Suppose a software application (e.g. an IIS website) is to be deployed on customers' computers. For licensing and invoicing purposes, the application periodically sends certain usage statistics (e.g. number of managed entities) back to a central service owned by the software company. What is the best way to ensure the integrity of the transmitted data (i.e. that an attacker with administrative rights on the customer's system cannot send fake data to the central service)?
The obvious way would be to hardcode a private key in the application code to sign the data, and to obfuscate the code. This would ensure integrity as long as the key is not de-obfuscated. But can we do better than security by obscurity?
You can't ensure the integrity of the data. What you can do is "best effort" integrity.
Given this extra info from the comments:
The threat model is a cheating customer who can inspect but not modify the code, and who controls the communication channel to the central service
We can look into this.
The basic threat is a replay attack: the attacker can record the communication between the app and the central service with e.g. Wireshark and then re-send it.
TLS protects you from that.
But the implementation of TLS usually uses native OS implementation (e.g. openssl), and if the attacker can control the native OS implementation, they can easily produce a setup where TLS traffic can be decrypted and replayed.
Adding a request ID and a timestamp can mitigate this by having the server refuse to accept anything that isn't e.g. from the last 24h or with a request ID that has already been seen in the last 24h.

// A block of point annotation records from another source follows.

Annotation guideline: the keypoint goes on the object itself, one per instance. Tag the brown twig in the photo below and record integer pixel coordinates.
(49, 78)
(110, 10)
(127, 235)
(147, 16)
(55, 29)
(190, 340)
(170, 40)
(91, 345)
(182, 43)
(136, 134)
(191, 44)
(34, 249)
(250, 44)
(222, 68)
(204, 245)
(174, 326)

The next threat is then the attacker sending a modified version with a new request ID and timestamp, and probably other modified fields that make their cheating worthwhile. Your next line of defense is then to obfuscate the payload.
Depending on how deep the rabbit hole is, the attacker can still reverse engineer it using tools like ltrace / gdb / jdb / visual studio, or by studying the bytecode / assembly code / CIL code.
The next thing to do, then, is to encrypt and/or sign the requests in the application using keys embedded in the application.
But if the attacker owns the machine and has access to the application's files, it's not hard to find the keys.
You could, perhaps, take the keys apart to many little unrecognizable bits and hide them in different places in the app, and have some code to re-assemble the keys.
But if the attacker sees that it's signed/encrypted, they're going to look for keys, and when they don't find them, they'll try to trace back from the network call to the creation of the report and see how the application gets the keys.
Perhaps a better option is to set up another service that hands out keys: the application would request a key and use that to encrypt the message for the central service.
But of course the attacker can call this service too.
Another option: these days there's hardware that is designed against reverse engineering, and perhaps your app could refuse to start up without that hardware being available - depending on who your customers are.
I hope you see how this best effort makes your billing infrastructure a nightmare for you more so than for the attacker.
Usually what companies do in this case is to put the usage report and provisions against reverse engineering in the terms of service, try to detect anomalies in the reports, and when such are detected, investigate and pursue legal action.
Another question you need to ask yourself at the architectural level: What is the likelihood of a customer cheating, and how much is it going to cost me in total, before I detect it and kick the customer out?
Namely: is this problem worth solving?